« Nous n’avons pas du tout l’intention d’attaquer les médecins. Et nous avons même spécifiquement précisé, au moment de la constitution du Fonds d’indemnisation, que nous prendrions également en compte les dossiers des patients qui ont consommé le médicament prescrit hors AMM » a tenu immédiatement à corriger Lucy Vincent, la porte-parole de la firme, réagissant pour egora.fr à l’article de Libération de ce jour, titré : « Servier s’attaque aux médecins ». Selon le quotidien du matin « pour se couvrir, le laboratoire Servier a décidé de s’attaquer lors des procédures civiles, aux praticiens qui ont prescrit du Mediator en dehors de son indication officielle ».Une affaire qui commence à faire grand bruit dans la communauté médicale. En effet, selon une étude publiée le 8 août dernier sur le site de l’Afssaps (Agence française de sécurité sanitaire et des produits de santé), 77 % des prescriptions de Mediator l’auraient été auprès de patients en surpoids alors que son indication le réserve aux patients souffrant de diabète.
« Les laboratoires Servier confirment qu’ils n’ont jamais appelé en justice un médecin dans une procédure concernant le Mediator, ni dans d’autres procédures concernant d’autres produits » précise également un communiqué. « Les médecins impliqués dans les procédures concernant le Mediator l’ont été à l’initiative des patients et/ou de leurs conseils, ou d’autres parties appelées à la cause, comme l’Oniam », est-il détaillé. « Dans le cas cité dans le journal Libération du 25 aout 2011, le médecin a été impliqué dans la procédure à la demande de la patiente, assistée de son conseil ».
De fait, certaines associations de défense de victime entendent mettre en cause la responsabilité de médecins qui ont prescrit le médicament hors AMM et dont la responsabilité serait alors également engagée.
Pour étayer ses accusations, le journal s’est appuyé sur le cas du Dr.

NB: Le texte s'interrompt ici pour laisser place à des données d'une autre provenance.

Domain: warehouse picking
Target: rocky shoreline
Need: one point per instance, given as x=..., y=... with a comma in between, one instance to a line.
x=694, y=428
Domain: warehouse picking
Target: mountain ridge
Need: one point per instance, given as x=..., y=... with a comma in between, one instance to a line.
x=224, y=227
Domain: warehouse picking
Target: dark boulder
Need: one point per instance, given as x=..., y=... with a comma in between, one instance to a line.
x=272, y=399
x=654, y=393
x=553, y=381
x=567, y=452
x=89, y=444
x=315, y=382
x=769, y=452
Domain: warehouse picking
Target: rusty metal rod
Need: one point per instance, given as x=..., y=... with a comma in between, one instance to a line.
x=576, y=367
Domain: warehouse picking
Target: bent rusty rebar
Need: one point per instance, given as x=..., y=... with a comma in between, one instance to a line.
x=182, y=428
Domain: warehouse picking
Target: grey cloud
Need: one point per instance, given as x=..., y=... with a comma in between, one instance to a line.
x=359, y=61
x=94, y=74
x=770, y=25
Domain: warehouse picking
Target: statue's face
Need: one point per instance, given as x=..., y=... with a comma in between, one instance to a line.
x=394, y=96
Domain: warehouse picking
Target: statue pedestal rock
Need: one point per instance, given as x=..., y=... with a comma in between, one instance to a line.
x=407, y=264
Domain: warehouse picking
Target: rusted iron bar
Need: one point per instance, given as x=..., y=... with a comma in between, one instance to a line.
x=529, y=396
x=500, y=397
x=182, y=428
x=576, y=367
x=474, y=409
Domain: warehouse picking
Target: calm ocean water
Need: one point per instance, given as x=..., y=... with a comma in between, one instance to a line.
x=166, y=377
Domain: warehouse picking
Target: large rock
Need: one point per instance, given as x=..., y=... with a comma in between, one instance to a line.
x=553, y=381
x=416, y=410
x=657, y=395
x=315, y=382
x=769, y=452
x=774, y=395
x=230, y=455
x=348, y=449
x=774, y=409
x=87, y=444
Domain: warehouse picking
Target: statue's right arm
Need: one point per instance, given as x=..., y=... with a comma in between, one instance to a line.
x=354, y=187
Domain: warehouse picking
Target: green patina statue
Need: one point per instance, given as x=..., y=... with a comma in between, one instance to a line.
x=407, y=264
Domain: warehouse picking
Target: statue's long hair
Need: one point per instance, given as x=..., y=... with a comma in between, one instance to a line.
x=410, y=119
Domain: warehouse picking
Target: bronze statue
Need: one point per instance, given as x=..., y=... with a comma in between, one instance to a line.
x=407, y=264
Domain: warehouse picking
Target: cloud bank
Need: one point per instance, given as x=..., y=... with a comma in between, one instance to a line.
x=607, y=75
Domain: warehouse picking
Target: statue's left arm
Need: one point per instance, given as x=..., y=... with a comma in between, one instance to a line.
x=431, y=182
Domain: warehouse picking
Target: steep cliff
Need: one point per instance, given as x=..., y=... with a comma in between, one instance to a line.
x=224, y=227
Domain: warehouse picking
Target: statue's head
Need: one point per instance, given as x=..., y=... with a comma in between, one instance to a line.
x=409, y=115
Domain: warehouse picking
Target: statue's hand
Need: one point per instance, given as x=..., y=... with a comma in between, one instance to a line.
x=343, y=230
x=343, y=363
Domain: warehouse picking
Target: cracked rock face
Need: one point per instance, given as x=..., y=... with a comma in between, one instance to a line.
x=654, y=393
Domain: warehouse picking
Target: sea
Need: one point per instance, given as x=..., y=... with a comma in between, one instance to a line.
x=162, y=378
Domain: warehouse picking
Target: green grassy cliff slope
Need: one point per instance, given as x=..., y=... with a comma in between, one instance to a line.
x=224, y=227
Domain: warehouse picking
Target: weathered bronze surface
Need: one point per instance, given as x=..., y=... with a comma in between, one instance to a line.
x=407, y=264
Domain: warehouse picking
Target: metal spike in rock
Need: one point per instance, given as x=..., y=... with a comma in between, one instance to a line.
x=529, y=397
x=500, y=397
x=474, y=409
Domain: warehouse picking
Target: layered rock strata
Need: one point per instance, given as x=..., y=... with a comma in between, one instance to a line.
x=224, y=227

F, une endocrinologue qui a prescrit du Mediator à Mme V, dont la valvulopathie a été jugée liée à la consommation de Mediator par les experts désigné par la Commission régionale de conciliation et d’indemnisation (Crci) du Rhône* .Reproduisant quelques éléments du mémoire produit par Maître Nathalie Carrere, conseil des Laboratoires Servier, le journal affirme que ces derniers ont décliné toute responsabilité dans la survenue de la pathologie de la patiente, se défaussant sur le médecin prescripteur « qui a commis une faute en lien causal avec le dommage », en vue d’un « résultat thérapeutique qui n’était pas prévu dans les indications réglementaires ». La dernière phrase du document permet de lire que le conseil des laboratoires Servier, demande à la commission de « conclure à la responsabilité du Dr… dans la production du dommage ».
Un document « très largement tronqué, étant constitué de huit lignes extraites d’un mémoire de douze pages », rétorque la firme. « Il s’agit d’un article partial et partiel », précise Lucy Vincent. « Les conclusions du mémoire réclament la réouverture des opérations d’expertise car tous les éléments du dossier n’avaient pas été communiqués. Les conclusions concernant la responsabilité du médecin paraissent au 4ème sous chapitre sous le titre « Plus subsidiairement, sur la responsabilité du Docteur F. »
Les laboratoires Servier rappellent que le Mediator « n’a jamais eu d’indication comme anorexigène, et n’a jamais été promu en tant que tel auprès des médecins. »
Dans Libération, Maître Carole Younes, avocat de MG France, explique que « prescrire hors AMM n’est pas une faute en soi », dès lors que cette indication peut être justifiée scientifiquement. Mais l’avocate reconnaît néanmoins qu’il y a « une inquiétude » parmi les prescripteurs.
*Les Crci sont les antennes régionales de l’Oniam (Office national d’indemnisation des accidents médicaux), chargé dès le 1er septembre prochain, de gérer le fonds public d’indemnisation des victimes.